The Shakespeare Centre, Stratford-upon-Avon, UK

T Spender Wood & Laurence Williams of Wood, Kendrick and Williams
Date Built
1962 - 1964
Henley Street
The centre of Stratford-upon-Avon offers a wide variety of architectural styles, but nowhere is the contrast of styles more pronounced than on Henley Street where a small garden separates the medieval timber framed house, that was Shakespeare's birthplace, and this concrete framed building that is home to the headquarters of the International Shakespeare Society and The Shakespeare Birthplace Trust. 

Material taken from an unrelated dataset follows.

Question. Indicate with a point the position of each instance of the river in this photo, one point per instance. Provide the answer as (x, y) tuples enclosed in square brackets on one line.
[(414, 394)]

However incongruous some might think this building is, it should be pointed out that on the recommendation of English Heritage it was given a Grade II* listing.  In making this recommendation they highlighted, " ... the quality of its design and execution." adding that their recommendation was given on the basis of the buildings,  " ... exceptional quality and (the) extent of its artistic embellishment and its internationally important cultural connection with the heritage of William Shakespeare." 

Outside you can see this relief sculpture by Douglas Wain-Hobson (shown below).  His brief was to demonstrate, "Shakespeare’s contribution to the world."   Wain-Hobson said of his creation that, "On the left the blocks represent Shakespeare’s works, with sonnets and poems being one slightly larger block in the middle. These are embraced by a large fan-like shape moving vigorously down, sweeping towards and encircling the world. This shape is the active power and genius of the man. The square shape behind, made up of boards represents the theatre."

Inside visitors will discover a bronze statue of Shakespeare created by Wain-Hobson which the centre describes as, " ... standing 8.5 feet high and weighing half a ton. ... The figure, dressed in unadorned Elizabethan doublet and hose, holds a quill pen and a blank writing sheet, but the artist’s sense of humour and commitment to his commission led him to place a daisy-like flower and a fox’s mask within medal-sized circles, on the back of the broad cloak."

The entrance to the building is flanked by glass panels that have been etched by John Hutton to create a series of life-sized figures.  Hutton has created similar glass panels for the Civic Centre in Newcastle-upon-Tyne and famously the west wall of Coventry Cathedral. 

Inside there is also carved timber work by Nicolete Gray and John Skelton and furniture by Gordon Russell.

The latest addition to the Centre is a, "60-seat, fully licensed café (that) overlooks the garden where the Trust’s own theatre company performs extracts from Shakespeare’s works throughout the day.  Open to the public as well as visitors, it offers full table service and a menu of locally sourced, freshly made hot and cold light meals and snacks."